Greetings from New York, where it’s good to have an ample scalp with the day’s bullish, yet odd, market.
Lowe’s (LOW) was the ostensible catalyst for the rally, based on a quarter which was terrible vs. last year but better than estimates. The stock is giving back much of its gains off a hot open and trading to levels below where it was last Thursday. Banks and casinos are ripping on upgrades and giddiness over dilutive offerings “to pay back TARP.”
Bank of America (BAC) was pushing $40 per share as recently as last October. Selling shares of unknown amounts is bullish after a two-thirds decline is bullish? Today it is. BAC is over 10% higher and State Street (STT) is up over 5% on word that it plans to sell non-guaranteed notes and $1.5 billion in stock.
State says EPS will be higher than prior estimates, begging questions about why they need an offering now and, with the stock being driven higher on news of dilution of unknown size, why not double the outstanding shares if this move is all but paying for itself (roughly $1.3 billion in market-cap gains, and counting, vs. 1.5 billion in shares being sold).
Whimpering about how the market “should” be behaving is akin to howling at the moon; it doesn’t impact the moon at all and amounts to a more annoying version of whining. BAC’s offering is good news because Goldman Sachs (GS) says so and Citigroup (C) concurs. Is it in Goldman and Citi’s self-interest for banks to raise money so far off their highs to be good news? Obviously. Alas I can’t use excuses for not being long banks, let alone India, to pay for groceries. If you want to play with the big wolves you gotta control your whelping and trade in the now.
The Now has the S&P pushing 900 again and more upgrades on the horizon plowing shares higher. Deal with it. Here’s what I’m watching, and doing, with a move I missed:
Carnival Cruise (CCL) guided lower due to Swine Flu. Today being today, the stock is strongly higher, apparently on the hope that this wildly hyped flu will become a Bubonic Plague. Meaning earnings will eventually look great, once the 50% of the US population that survives starts traveling again. - Turning that frown upside down, Agrium (AGU) is making a very fertile move, tacking onto gains over 10% since the stock shook off it’s own monster warning of May 6th. I bought the bad news then; in a sadly short-lived fit of optimism. Is making a 2009 high bullish when AGU is still more than 50% below BRIC bubble levels of less than a year ago? The market says yes and I’m holding my nose while hugging my long position.
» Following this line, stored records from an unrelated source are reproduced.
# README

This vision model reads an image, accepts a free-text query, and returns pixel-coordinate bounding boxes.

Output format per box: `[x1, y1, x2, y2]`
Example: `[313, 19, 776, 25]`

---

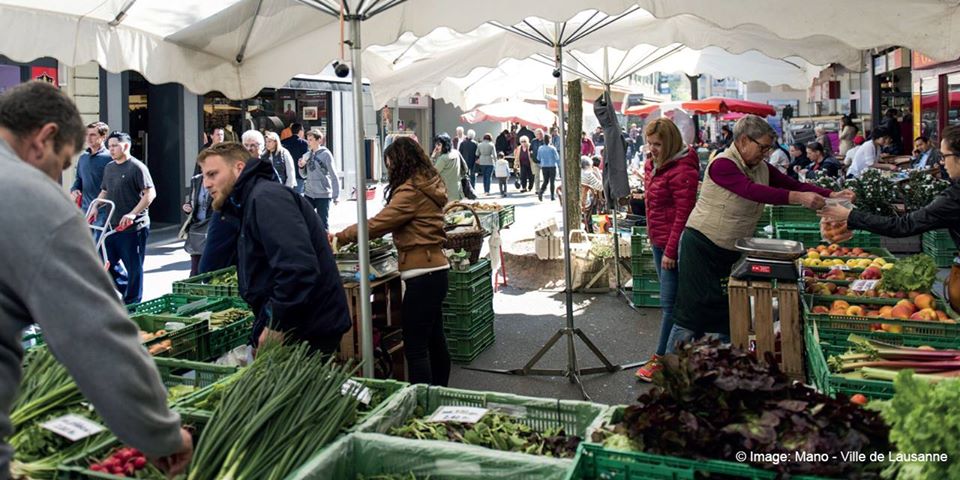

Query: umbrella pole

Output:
[349, 16, 374, 378]
[464, 41, 643, 400]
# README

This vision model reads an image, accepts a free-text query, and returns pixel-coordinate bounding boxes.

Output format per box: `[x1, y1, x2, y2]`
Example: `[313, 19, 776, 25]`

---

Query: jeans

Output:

- In another entirely personal example of bad news paying itself, Apple (AAPL) is shaking off a bad open, both on the successful test of the support noted by Prof. Cooper and the fact that I misplaced my iPhone and the battery died, meaning I’ll be forced to replace the phone or continue searching for the needle in a hey stack of children’s toys. Given the expense of the phone, and the shoving Apple gave to AT&T (T), my long Apple dip purchase is more or less paying for itself, thanks to my thoughtful willingness to take one for the team of fellow longs.
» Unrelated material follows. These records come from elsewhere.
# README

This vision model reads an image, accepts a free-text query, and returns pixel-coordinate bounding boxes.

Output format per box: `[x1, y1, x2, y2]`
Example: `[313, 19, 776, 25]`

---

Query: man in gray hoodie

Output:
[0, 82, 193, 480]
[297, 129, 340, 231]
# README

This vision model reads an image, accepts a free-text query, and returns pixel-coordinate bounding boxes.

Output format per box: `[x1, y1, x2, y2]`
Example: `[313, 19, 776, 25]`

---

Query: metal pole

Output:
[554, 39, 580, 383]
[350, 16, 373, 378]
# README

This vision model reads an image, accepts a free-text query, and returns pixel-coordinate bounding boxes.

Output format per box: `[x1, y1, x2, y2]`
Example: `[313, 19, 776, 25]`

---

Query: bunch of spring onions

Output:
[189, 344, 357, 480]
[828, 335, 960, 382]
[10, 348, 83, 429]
- You’re welcome, world of Apple longs. Now we need a few more thousand of you to be considerate enough to replace your iPhones due to what critics (and your inner cynic) might call carelessness and impatience on display. Ignore those nattering nabobs of negativity and start losing those phones and refusing to spend one more minute looking for it. Around these parts we view such behavior as altruistic stimulus spending.
- Not to be Mr. Negative, but if today is a day for buying lousy companies issuing shares at fire-sale prices, where is the love for my Ford (F)? The company trades for less per share than it’s trailing loss of $7.03 per share. Ford has far more room for improvement than the financials, which is saying quite a bit. At the risk of looking a gift cow in the mouth, if I were smart enough to be long India on Pepe’s call in this life I’d be taking profits on the 17% gains today.
- At the risk of looking a gift cow in the mouth, if I were smart enough to be long India on Pepe’s call in this life I’d be taking profits on the 20% gains today. The India Fund (IFN), to take one example, has roughly doubled from the March lows. Living in the now or not, buying after 2-month double seems extremely late to the party.